Machine not autoscaling to zero anymore after it went dead last night

Hi there,

I was using a fly machine that autoscaled to zero because most of the time it is not used… It was working fine but last night went dead and was not waking up.

After restarting successfully today with “fly machines restart” (which I could not do for a while because fly CLI commands seemed not to work, and even the dashboard was behaving weird) now it works again, but when the server exits after 5 minutes of inactivity, is restarted automatically a few seconds later. I think that something has changed, but I don’t know what… some logs for context:

2023-03-16T16:09:55.060 proxy[6e82936b096e87] ams [info] Starting machine
2023-03-16T16:09:56.315 app[6e82936b096e87] ams [info] Starting init (commit: 81d5330)...
2023-03-16T16:09:56.340 app[6e82936b096e87] ams [info] Preparing to run: `/bin/sh -c ./boot.sh` as root
2023-03-16T16:09:56.360 app[6e82936b096e87] ams [info] 2023/03/16 16:09:56 listening on [fdaa:0:75a9:a7b:c988:91a9:b2c1:2]:22 (DNS: [fdaa::3]:53)
2023-03-16T16:09:56.509 app[6e82936b096e87] ams [info] * Starting sshd ... [ ok ]
2023-03-16T16:09:56.597 proxy[6e82936b096e87] ams [info] machine started in 1.539286109s
2023-03-16T16:09:56.605 proxy[6e82936b096e87] ams [info] machine became reachable in 7.733439ms
2023-03-16T16:10:25.077 proxy[6e82936b096e87] ams [error] could not proxy TCP data to/from instance: failed to copy (direction=server->client, error=Connection reset by peer (os error 104))
2023-03-16T16:14:57.721 app[6e82936b096e87] ams [info] Starting clean up.
2023-03-16T16:14:58.721 app[6e82936b096e87] ams [info] [ 302.492337] reboot: Restarting system
2023-03-16T16:14:59.775 runner[6e82936b096e87] ams [info] machine exited with exit code 0, not restarting
2023-03-16T16:15:49.234 proxy[6e82936b096e87] ams [info] Starting machine
2023-03-16T16:15:50.351 app[6e82936b096e87] ams [info] Starting init (commit: 81d5330)... 

And so on to infinity… notice the “machine exited with exit code 0, not restarting”, followed by a “Starting machine” a few seconds later… Before, it did not wake up until receiving a request, which was amazing and worked fine for a few monthes… until it stopped working.

Two things that puzzle me:

  1. The fear that the machine will go dead again without warning. Now I am monitoring it externally each hour to receive an alert if something goes wrong again… but then why go serverless if I have to monitor it myself anyway?

  2. How can I get it to autoscale to zero again? Now is wasting resources… my intuition tells me that something is different now in the platform, but I have not found what yet.

Best,
Kurt.-

Those logs look like the proxy is starting the machine. Like this:

2023-03-16T16:09:55.060 proxy[6e82936b096e87] ams [info] Starting machine

I think all of the starting messages in there are from the proxy.

What were you seeing when it “went dead”?

Hi Kurt,

When it “went dead” any HTTP request made to the app would time out, instead of waking up the machine. Machine status was “stopped” but that was normal when it was scaled to zero.

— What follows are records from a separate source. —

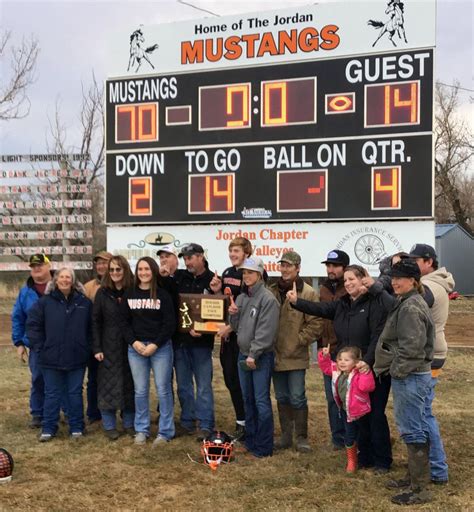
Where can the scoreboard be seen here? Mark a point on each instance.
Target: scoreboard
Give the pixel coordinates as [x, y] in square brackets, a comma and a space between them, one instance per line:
[339, 138]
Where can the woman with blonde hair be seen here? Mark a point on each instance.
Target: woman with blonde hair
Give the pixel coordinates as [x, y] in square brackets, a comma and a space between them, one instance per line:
[115, 383]
[59, 328]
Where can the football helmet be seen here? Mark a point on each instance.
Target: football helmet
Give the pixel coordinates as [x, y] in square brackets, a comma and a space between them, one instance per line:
[6, 466]
[217, 449]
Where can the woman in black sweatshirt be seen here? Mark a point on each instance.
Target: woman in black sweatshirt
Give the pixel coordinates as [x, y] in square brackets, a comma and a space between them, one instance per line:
[148, 322]
[358, 319]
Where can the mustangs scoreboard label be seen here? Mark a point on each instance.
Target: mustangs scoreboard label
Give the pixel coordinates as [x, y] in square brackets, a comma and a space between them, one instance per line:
[337, 138]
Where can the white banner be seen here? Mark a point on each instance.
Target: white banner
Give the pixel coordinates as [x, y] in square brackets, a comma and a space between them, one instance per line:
[44, 189]
[318, 31]
[29, 251]
[365, 242]
[46, 235]
[23, 265]
[47, 204]
[20, 220]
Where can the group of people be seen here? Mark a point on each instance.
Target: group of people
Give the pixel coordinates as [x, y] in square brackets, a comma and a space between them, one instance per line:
[374, 335]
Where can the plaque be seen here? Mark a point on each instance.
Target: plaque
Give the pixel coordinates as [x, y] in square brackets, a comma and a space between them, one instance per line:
[201, 312]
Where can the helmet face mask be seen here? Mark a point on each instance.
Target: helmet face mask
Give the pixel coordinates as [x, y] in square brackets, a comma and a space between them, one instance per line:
[6, 466]
[217, 449]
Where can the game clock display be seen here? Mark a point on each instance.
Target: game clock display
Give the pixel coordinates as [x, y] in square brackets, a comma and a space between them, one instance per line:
[324, 140]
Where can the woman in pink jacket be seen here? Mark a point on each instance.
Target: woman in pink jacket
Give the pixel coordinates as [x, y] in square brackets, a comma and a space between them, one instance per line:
[351, 389]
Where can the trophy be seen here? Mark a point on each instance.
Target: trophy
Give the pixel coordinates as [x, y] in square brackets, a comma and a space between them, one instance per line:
[202, 312]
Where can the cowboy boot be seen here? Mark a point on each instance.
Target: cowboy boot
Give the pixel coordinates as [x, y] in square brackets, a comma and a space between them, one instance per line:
[351, 452]
[419, 469]
[285, 413]
[301, 430]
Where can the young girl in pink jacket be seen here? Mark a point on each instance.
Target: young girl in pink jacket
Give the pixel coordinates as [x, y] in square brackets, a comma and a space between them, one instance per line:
[351, 389]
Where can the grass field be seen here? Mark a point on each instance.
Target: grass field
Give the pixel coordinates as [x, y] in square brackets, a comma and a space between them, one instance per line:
[96, 474]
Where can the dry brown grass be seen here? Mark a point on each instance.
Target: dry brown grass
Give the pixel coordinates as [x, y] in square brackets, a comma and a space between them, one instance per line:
[95, 474]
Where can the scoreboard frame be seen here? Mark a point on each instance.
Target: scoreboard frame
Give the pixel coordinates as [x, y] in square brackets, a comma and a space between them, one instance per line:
[247, 136]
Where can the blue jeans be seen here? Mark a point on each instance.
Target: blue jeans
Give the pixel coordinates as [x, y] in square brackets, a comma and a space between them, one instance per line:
[335, 421]
[161, 362]
[195, 362]
[409, 401]
[290, 388]
[57, 384]
[109, 418]
[351, 429]
[258, 406]
[93, 412]
[438, 464]
[37, 385]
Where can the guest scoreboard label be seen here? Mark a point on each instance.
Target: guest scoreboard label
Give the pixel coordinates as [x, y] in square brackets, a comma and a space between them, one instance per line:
[337, 138]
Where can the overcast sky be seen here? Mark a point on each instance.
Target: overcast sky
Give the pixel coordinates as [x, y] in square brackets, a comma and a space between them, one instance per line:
[73, 40]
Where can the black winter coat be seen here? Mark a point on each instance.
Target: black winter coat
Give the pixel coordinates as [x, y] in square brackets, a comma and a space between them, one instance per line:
[356, 323]
[59, 330]
[115, 383]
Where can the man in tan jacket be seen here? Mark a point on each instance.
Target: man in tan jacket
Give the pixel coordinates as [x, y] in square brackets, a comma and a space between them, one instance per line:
[296, 332]
[441, 283]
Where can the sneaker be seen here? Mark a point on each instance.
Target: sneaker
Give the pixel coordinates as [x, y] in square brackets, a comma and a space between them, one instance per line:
[35, 422]
[439, 482]
[140, 438]
[113, 434]
[129, 431]
[201, 434]
[159, 441]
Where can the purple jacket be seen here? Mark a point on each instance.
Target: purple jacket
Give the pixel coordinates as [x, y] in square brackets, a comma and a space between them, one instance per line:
[359, 385]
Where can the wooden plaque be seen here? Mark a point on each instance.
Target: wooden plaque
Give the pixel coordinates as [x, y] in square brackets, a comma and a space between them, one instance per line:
[204, 313]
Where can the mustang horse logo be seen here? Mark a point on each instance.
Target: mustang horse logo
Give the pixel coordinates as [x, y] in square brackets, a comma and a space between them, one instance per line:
[395, 24]
[137, 53]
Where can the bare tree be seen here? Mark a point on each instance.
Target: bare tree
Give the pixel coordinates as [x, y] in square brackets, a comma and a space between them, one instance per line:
[454, 151]
[18, 73]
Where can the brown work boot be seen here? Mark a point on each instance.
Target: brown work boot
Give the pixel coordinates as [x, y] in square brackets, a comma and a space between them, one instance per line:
[301, 430]
[351, 452]
[285, 413]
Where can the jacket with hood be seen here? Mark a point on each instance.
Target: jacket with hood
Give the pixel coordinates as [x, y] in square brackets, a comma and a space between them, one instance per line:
[329, 291]
[115, 389]
[256, 322]
[359, 385]
[27, 297]
[356, 322]
[406, 343]
[60, 329]
[441, 283]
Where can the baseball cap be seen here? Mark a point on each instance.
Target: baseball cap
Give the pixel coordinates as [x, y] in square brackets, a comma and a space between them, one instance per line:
[103, 255]
[38, 259]
[170, 249]
[291, 257]
[422, 251]
[405, 268]
[190, 250]
[337, 257]
[255, 264]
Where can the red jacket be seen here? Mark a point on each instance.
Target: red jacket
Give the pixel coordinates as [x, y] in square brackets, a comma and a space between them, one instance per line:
[359, 385]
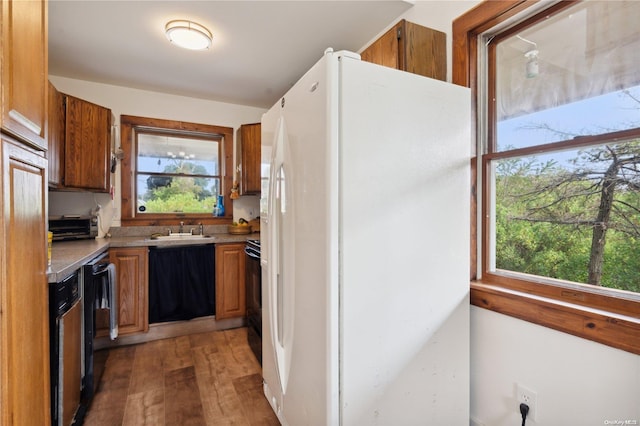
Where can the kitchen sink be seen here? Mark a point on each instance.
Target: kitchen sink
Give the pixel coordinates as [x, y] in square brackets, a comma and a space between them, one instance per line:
[179, 236]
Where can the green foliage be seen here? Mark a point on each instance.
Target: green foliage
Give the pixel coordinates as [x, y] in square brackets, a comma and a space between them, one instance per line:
[545, 215]
[184, 193]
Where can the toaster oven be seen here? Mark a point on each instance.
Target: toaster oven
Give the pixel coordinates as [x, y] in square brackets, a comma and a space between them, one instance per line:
[73, 227]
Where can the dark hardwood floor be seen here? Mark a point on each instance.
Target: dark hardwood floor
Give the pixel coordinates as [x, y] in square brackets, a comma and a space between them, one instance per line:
[202, 379]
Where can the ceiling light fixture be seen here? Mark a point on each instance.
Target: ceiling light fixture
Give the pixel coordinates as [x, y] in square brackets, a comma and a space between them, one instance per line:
[188, 34]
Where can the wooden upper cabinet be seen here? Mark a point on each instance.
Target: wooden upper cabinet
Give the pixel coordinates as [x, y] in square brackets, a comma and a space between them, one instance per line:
[411, 47]
[24, 71]
[55, 137]
[87, 145]
[249, 147]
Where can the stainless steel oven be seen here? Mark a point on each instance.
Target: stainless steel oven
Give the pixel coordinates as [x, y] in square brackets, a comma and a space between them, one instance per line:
[253, 280]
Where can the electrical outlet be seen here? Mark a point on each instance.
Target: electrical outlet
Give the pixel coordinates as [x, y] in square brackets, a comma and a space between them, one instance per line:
[529, 397]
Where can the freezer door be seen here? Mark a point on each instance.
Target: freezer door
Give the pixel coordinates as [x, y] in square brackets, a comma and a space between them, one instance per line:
[300, 285]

Application status was “Suspended”… now it says “Deployed”… I don’t recall exactly what was the app status before, but I think (not 100% sure) that it said “suspended” and it woke up correctly when invoked.

How I can avoid the proxy to start the machine automatically? If I recall correctly, months ago I had to do a “fly scale count 0” for the machine to autoscale to 0 correctly, but now I get “This command doesn’t support V2 apps yet, use fly machines update and fly machines clone instead”, so not sure how it is done now.

The only thing I did to recover the machine is the “fly machines restart”… maybe redeploying the machine will help?

Best.

Please post here if you see that again. The application state is suspended when machines aren’t running, and deployed when they are, so that’s normal. But a stopped machine should start properly when a request comes in.

If you do notice it, it would be useful to see the output of fly logs and fly machine status <id> when it happens.

This topic was automatically closed 7 days after the last reply. New replies are no longer allowed.